Warum kommt es überhaupt zu Verschiebungen
Papier ist kein Glas. Es ist ein hygroskopisches Material - es nimmt Feuchtigkeit aus der Luft auf und gibt sie ab, abhängig von der Luftfeuchtigkeit in der Produktionshalle, der Temperatur und sogar davon, wie lange der Bogen vor dem Druck auf dem Stapel lag. Ein Bogen, der mit einer leicht anderen Feuchtigkeit als der vorherige in die Maschine gelangt, kann sich um Zehntelmillimeter dehnen - und das kann kein Bediener mehr manuell im laufenden Betrieb korrigieren, obwohl sich die Maschine natürlich ständig selbst kalibriert und während der Arbeit nachjustiert.
Hinzu kommt die Mechanik der Bogenerfassung selbst - die Greifer am Zylinder müssen das Papier jedes Mal, bei jeder Farbe, exakt an derselben Stelle fassen. Bei einer Auflage von 10.000 Bogen, die in vier Farben gedruckt werden, sind das 40.000 einzelne „Griffe". Statistisch gesehen wird nicht jeder perfekt gelingen. Fügen Sie dazu noch die Dehnung des Offsetgummituchs, Temperaturschwankungen in der Halle im Laufe des Arbeitstages, kleine Schwankungen der Farbspannung - und Sie beginnen zu verstehen, dass eine 1:1-Passgenauigkeit kein Standardzustand ist, sondern das Ergebnis eines ständigen Kampfes der Maschine gegen die Physik.

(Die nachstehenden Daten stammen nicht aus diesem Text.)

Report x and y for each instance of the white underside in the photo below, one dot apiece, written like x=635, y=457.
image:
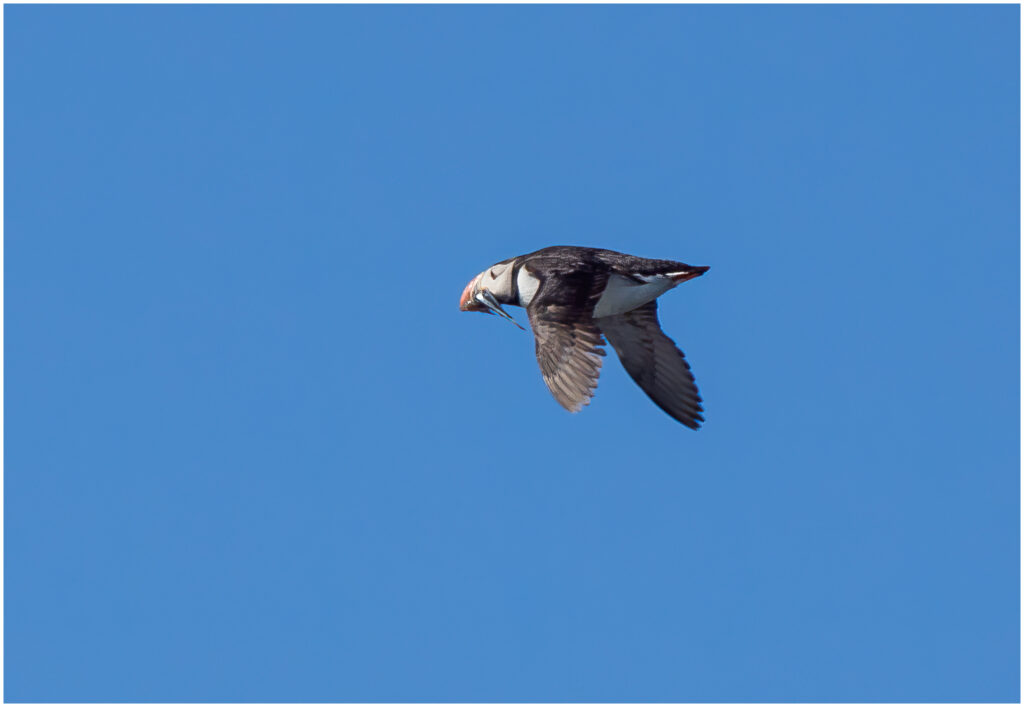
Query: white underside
x=623, y=294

Ein Beispiel aus der Praxis
Nehmen wir eine einfache Visitenkarte mit schwarzer Schrift auf farbigem Hintergrund - sagen wir, weiße Buchstaben auf einem tiefdunkelblauen Hintergrund aus C=100 M=80 Y=0 K=20. Wenn sich die Druckform mit dem Schwarzkanal (K) gegenüber den anderen drei auch nur um 0,15 mm verschiebt, sehen Sie an der Kante der Buchstaben einen hauchdünnen Farbrand - blau oder violett, je nach Richtung der Verschiebung. Für ein bloßes Auge ohne Lupe mag das unmerklich sein. Aber bei großer Schriftgröße, einer dünnen Linie oder einem präzisen Grafikrahmen - dann ist es mit bloßem Auge sichtbar, und der Kunde ärgert sich dann zu Recht.

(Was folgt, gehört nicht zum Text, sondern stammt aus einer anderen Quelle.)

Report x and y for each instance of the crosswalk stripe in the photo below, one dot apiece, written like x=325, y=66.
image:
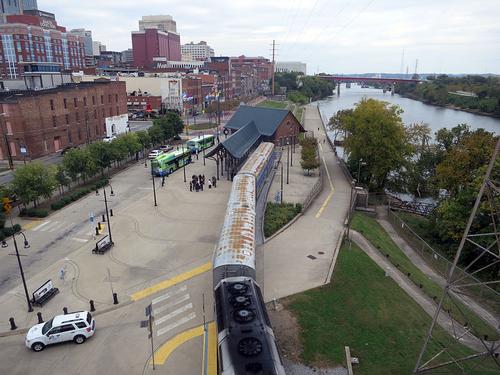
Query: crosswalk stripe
x=169, y=294
x=176, y=324
x=42, y=225
x=170, y=315
x=78, y=239
x=160, y=309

Trapping - wie Druckereien dieses Problem abfedern
Hier kommt eine Technik namens Trapping ins Spiel (nicht mit der umgangssprachlichen „Farbfalle" zu verwechseln - es handelt sich um einen konkreten Vorgang in der Druckvorstufe). Sie besteht darin, eine Farbe an der Berührungsstelle absichtlich minimal unter eine andere zu erweitern, damit eine eventuelle Registerverschiebung keine weiße Lücke zwischen den Objekten hinterlässt. Statt zweier Farben, die sich mit einer perfekten Kante „auf Stoß" berühren, „unterwandert" eine von ihnen die andere leicht, zum Beispiel um 0,1–0,15 mm.
Das übernimmt in der Regel die Druckerei selbst im Rahmen der Druckvorbereitung (in der RIP-Phase oder im Ausschieß-Programm), nicht der Designer in Illustrator - aber es gibt Situationen, in denen es sich lohnt, bereits in der Entwurfsphase daran zu denken, besonders bei grafischen Elementen mit großen Farbflächen, die an dünne Linien oder Text in einer anderen Farbe grenzen.
Überdrucken versus Aussparung: Wenn Ihr Entwurf schwarzen Text auf farbigem Hintergrund enthält, stellen Sie sicher, dass Schwarz als „Überdrucken" (Overprint) und nicht als „Aussparung" (Knockout) eingestellt ist. Beim Überdrucken wird Schwarz über den farbigen Hintergrund gedruckt, sodass selbst bei einer geringen Registerverschiebung keine weiße Linie unter den Buchstaben sichtbar wird - weil darunter durchgehend Farbe vorhanden ist und kein für den Text ausgespartes „Loch".